Ватикан — страница 21 из 43

— Ах ты, маленький материалист, — действительно сказал Папа. — Но по крайней мере не лицемер, как остальные. Ты выбрал правильно, потому что основной вопрос здесь в том, что… Знаешь, я недавно размышлял над папской непогрешимостью, — еле слышно произнес Его Святейшество, — над нашей непогрешимостью. Мы не можем ошибаться… Почему? А потому, возлюбленный брат мой, что мы напрямую связаны со Святым Духом… Однако в чем состоит наша непогрешимость? В том, что мы никогда не ошибаемся, возвещая с кафедры догматы веры. А что такое догмат веры, возлюбленный брат мой? Слушай внимательно: такими вещами нельзя пренебрегать, поскольку догмат — это истина, без веры в которую спасение невозможно. Что? Ты дрожишь, возлюбленный сын мой?.. Иными словами, когда мы однажды размышляли обо всем, связанном с нашей непогрешимостью, нам пришло в голову, что уже давно ни одного Папу не осеняла мысль, достойная того, чтобы превратиться в догму, в непогрешимую истину, и тогда мы сказали себе, что настал час одному из нас сказать нечто дерзновенное, неслыханное, глубокое и блестящее, и именно это я предлагаю сделать незамедлительно… Не сомневайся, возлюбленный сын мой: мы утвердим новый неопровержимый догмат веры (и утвердим его с кафедры, как полагается), что в День Младенца Христа выигрыш общенациональной итальянской лотереи придется на билет номер 207795, серия АН.

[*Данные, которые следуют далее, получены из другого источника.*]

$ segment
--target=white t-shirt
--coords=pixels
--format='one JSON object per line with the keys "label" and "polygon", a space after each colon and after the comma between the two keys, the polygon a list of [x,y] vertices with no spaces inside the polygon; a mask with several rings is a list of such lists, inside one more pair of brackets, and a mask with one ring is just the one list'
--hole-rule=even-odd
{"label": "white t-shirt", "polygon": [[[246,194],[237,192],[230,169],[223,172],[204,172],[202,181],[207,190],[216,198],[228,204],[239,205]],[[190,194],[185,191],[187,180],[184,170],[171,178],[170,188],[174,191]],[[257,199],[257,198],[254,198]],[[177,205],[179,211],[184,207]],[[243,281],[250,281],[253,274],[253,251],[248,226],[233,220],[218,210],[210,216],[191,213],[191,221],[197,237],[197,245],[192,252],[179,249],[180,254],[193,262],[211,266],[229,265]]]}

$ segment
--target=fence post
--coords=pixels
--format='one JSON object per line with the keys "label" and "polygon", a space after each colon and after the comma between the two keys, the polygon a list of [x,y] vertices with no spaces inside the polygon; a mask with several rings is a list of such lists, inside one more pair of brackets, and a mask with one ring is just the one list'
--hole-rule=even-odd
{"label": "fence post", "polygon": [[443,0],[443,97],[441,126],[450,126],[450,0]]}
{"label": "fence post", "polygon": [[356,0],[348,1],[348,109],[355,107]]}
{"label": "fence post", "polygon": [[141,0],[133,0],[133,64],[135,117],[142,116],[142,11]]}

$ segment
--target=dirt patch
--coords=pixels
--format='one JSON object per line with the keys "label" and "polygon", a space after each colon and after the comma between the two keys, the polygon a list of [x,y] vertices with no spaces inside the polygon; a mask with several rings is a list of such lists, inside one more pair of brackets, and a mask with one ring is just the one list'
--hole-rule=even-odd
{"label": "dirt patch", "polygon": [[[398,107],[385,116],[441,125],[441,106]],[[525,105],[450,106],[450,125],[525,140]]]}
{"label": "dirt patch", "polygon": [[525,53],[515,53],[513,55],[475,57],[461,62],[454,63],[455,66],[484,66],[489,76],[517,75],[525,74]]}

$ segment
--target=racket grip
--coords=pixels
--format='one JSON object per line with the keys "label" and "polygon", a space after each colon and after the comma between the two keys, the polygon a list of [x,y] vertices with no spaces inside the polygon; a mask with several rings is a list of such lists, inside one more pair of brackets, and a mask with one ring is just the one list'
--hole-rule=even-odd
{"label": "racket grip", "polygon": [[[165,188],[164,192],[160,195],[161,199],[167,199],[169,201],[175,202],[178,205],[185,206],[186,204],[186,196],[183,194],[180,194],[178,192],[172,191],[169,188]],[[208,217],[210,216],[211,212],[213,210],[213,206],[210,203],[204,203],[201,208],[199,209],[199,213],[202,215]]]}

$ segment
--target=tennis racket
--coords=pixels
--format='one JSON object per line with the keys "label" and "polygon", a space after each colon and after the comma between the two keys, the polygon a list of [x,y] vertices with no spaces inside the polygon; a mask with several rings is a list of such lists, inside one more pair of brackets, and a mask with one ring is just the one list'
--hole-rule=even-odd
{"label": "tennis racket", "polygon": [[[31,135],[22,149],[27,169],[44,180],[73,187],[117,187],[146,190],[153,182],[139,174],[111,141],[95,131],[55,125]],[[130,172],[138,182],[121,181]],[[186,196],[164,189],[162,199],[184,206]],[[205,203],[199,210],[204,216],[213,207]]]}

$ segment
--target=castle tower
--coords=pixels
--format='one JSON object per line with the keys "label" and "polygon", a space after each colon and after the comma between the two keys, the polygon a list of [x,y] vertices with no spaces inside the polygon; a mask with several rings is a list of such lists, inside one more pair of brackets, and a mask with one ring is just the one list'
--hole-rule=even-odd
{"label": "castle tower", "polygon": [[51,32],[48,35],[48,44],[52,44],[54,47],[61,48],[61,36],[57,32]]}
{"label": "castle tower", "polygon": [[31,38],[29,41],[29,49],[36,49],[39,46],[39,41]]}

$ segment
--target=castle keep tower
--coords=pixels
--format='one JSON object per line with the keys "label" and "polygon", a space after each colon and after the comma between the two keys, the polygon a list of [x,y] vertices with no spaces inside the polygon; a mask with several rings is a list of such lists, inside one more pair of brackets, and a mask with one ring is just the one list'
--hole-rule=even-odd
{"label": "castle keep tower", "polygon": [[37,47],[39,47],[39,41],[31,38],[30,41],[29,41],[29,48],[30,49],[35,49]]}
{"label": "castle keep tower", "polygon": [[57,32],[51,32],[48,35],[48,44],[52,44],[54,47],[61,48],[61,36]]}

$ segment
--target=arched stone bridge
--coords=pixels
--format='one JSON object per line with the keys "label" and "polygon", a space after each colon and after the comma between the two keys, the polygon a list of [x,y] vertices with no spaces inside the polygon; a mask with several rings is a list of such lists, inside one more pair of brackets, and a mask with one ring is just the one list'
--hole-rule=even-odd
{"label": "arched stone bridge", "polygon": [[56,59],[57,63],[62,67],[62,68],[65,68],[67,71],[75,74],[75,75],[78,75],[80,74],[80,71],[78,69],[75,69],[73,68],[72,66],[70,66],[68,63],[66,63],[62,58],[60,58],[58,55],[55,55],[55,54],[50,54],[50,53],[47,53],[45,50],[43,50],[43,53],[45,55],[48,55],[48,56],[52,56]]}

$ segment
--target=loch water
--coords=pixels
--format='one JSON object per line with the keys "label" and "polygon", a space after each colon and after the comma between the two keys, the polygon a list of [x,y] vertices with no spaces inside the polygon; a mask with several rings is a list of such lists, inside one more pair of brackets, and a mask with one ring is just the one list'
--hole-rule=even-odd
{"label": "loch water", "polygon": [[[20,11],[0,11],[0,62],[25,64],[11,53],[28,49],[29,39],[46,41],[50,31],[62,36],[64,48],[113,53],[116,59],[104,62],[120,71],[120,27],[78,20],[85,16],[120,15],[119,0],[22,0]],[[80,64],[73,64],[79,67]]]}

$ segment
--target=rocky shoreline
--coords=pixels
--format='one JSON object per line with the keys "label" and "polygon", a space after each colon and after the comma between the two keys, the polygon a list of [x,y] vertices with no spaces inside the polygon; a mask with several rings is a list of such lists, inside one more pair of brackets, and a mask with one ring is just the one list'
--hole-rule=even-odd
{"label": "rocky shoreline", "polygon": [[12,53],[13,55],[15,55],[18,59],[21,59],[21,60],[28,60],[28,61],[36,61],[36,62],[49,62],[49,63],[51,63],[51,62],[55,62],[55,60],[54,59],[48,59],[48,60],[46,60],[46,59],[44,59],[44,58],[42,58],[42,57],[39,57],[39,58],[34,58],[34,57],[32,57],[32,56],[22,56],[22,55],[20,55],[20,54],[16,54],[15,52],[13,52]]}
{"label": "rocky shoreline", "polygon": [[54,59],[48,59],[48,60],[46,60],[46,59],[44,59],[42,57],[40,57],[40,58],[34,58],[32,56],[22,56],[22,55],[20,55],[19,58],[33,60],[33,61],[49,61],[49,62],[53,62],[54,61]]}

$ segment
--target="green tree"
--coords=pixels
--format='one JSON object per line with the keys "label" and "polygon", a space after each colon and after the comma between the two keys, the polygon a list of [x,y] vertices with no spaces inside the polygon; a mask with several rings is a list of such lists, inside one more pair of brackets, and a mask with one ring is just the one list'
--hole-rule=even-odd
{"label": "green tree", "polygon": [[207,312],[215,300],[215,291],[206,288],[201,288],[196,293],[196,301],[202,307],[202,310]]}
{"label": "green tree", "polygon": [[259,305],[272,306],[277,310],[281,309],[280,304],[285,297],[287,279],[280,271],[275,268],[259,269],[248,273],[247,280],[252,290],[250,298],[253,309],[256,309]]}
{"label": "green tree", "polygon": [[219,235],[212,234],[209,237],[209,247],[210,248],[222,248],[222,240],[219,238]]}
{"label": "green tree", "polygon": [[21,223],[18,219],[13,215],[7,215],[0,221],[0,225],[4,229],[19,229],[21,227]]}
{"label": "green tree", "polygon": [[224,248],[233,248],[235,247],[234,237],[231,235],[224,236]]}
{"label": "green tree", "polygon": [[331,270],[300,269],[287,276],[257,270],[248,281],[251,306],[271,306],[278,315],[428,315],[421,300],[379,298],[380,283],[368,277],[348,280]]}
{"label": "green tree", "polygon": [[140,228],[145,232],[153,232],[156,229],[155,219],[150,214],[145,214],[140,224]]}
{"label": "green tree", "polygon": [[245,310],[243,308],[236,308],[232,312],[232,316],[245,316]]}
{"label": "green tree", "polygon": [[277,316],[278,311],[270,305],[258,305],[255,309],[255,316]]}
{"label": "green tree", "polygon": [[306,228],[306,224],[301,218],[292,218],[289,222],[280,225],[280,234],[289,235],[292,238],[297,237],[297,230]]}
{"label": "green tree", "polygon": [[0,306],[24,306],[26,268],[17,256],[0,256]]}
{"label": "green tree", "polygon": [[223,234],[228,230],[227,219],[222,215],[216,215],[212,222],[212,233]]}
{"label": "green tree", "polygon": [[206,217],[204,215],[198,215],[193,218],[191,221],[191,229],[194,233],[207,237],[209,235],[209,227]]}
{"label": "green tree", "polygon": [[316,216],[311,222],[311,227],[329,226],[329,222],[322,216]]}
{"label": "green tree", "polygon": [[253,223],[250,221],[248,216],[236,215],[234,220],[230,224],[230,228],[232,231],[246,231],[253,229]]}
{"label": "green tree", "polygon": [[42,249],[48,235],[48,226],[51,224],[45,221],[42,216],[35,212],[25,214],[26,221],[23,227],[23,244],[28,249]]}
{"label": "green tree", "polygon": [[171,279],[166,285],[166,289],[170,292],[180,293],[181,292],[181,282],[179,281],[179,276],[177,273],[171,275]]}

Конечно, с богословской точки зрения, подобное предложение было полным абсурдом, к нему нельзя было отнестись иначе, как к ребяческой шалости или бреду, но брат Гаспар, не ведая о противоречиях, которыми Святой Отец потрясал как правдой, следил за его ясными и внешне логичными рассуждениями с явным интересом.

— А зачем? — продолжал говорить он терпеливо слушавшему его монаху. — Зачем? — несомненно, спросишь ты себя. Почему Папе нужно, чтобы выигрыш выпал на билет номер 207795, серия АН? По одной очень простой причине, возлюбленный брат мой… Или, лучше сказать, по двум причинам. Первая заключается в том, что Папа, иначе говоря мы, приобрел билет с упомянутым номером, более того — всю серию… Но хорошо, ты спросишь и будешь прав: как это возможно, чтобы Папа прибег к подобной уловке, чтобы разжиться несколькими жалкими миллионами, когда всем известно, что ватиканская казна… ты ведь понимаешь, о чем я, правда?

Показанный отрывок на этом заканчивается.